To change a character’s camera position in Roblox Studio, use the StarterPlayer camera settings for simple changes, or a LocalScript for full control. The easiest built-in method is to adjust CameraMode , CameraMinZoomDistance , CameraMaxZoomDistance , or DevCameraOcclusionMode in StarterPlayer.

Quick setup

  1. Open Explorer and Properties in Roblox Studio.
  2. Select StarterPlayer.
  3. Edit the camera-related properties:
    • CameraMode : set to Classic or LockFirstPerson.
    • CameraMinZoomDistance and CameraMaxZoomDistance : control how far the camera can zoom.
    • DevCameraOcclusionMode : changes how objects behave when they block the camera.

Scripted camera position

If you want the camera to move to a specific spot, use a LocalScript and set the camera to Scriptable.
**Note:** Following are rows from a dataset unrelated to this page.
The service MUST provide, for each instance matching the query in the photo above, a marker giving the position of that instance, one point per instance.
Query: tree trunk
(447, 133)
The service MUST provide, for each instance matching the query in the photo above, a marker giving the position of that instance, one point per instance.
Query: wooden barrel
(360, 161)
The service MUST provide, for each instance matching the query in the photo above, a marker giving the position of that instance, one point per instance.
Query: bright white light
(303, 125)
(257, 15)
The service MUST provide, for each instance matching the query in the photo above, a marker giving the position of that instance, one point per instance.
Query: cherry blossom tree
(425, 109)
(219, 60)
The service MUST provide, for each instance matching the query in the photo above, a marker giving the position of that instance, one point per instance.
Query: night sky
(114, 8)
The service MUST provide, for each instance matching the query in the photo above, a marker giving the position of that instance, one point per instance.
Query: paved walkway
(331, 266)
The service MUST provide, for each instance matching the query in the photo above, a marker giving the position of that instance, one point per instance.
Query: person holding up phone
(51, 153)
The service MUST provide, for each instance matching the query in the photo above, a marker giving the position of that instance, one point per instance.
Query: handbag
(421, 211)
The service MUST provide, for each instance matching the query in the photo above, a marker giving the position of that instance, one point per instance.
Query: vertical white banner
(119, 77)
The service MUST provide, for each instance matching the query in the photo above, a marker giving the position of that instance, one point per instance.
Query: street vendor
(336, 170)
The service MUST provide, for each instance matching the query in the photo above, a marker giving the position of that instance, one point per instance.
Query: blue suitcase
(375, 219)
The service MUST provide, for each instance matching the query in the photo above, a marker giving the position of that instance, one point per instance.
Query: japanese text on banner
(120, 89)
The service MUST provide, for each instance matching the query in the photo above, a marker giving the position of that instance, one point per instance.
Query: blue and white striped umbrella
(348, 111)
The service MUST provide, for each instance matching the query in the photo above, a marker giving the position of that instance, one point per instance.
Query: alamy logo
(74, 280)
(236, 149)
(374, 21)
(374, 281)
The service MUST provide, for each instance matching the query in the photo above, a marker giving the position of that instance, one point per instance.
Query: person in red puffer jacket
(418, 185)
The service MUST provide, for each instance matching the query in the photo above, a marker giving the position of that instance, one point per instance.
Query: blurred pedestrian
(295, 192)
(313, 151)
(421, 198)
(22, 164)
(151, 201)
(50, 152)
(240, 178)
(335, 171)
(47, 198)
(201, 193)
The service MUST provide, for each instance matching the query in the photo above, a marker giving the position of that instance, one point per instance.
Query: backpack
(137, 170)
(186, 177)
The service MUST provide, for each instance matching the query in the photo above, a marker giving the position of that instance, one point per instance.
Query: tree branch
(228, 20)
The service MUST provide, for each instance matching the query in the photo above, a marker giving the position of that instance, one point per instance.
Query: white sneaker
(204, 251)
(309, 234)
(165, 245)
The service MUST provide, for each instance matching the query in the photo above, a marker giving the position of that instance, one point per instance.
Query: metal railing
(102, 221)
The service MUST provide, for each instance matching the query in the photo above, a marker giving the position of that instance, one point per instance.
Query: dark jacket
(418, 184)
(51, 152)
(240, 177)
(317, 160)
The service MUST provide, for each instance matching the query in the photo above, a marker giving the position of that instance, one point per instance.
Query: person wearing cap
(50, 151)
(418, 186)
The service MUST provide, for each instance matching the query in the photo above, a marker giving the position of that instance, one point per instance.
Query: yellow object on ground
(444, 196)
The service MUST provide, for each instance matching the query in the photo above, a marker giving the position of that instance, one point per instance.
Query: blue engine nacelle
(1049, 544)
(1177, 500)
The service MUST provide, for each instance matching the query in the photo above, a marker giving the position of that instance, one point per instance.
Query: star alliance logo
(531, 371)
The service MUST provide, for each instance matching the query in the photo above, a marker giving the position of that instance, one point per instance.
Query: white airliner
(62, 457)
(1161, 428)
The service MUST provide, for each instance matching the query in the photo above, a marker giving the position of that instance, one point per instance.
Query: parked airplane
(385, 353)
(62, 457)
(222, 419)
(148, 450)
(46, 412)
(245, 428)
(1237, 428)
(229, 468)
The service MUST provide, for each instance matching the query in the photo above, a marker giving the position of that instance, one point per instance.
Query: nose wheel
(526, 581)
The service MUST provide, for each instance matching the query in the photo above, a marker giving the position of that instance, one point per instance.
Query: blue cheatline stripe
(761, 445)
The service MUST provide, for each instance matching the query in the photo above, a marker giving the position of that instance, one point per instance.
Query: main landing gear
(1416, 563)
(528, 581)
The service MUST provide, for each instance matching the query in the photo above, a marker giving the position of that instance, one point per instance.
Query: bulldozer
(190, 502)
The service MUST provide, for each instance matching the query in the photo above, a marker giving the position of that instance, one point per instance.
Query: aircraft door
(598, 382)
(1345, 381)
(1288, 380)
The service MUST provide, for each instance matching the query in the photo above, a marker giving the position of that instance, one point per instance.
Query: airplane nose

A forum example shows this pattern with workspace.CurrentCamera and CFrame, then switching back to Custom when done.

lua

local camera = workspace.CurrentCamera
local part = workspace.Part

camera.CameraType = Enum.CameraType.Scriptable
camera.CFrame = part.CFrame

To return control to the player:

lua

camera.CameraType = Enum.CameraType.Custom

Best choice

  • Use StarterPlayer settings if you just want first-person, zoom limits, or a different default view.
  • Use a scripted camera if you want cutscenes, teleport-style views, or a camera locked to a part.
  • Use camera rotation tweaks only if you want the view to face a different direction rather than fully move the camera.

Example use case

If your goal is “spawn the player with the camera behind them and closer than normal,” set the zoom distances in StarterPlayer first. If you want the camera to jump to a special room when the game starts, a Scriptable camera in a LocalScript is the better route.

TL;DR

For a simple camera change, edit StarterPlayer camera properties. For precise position control, use a LocalScript with CurrentCamera, set CameraType to Scriptable , and assign a new CFrame.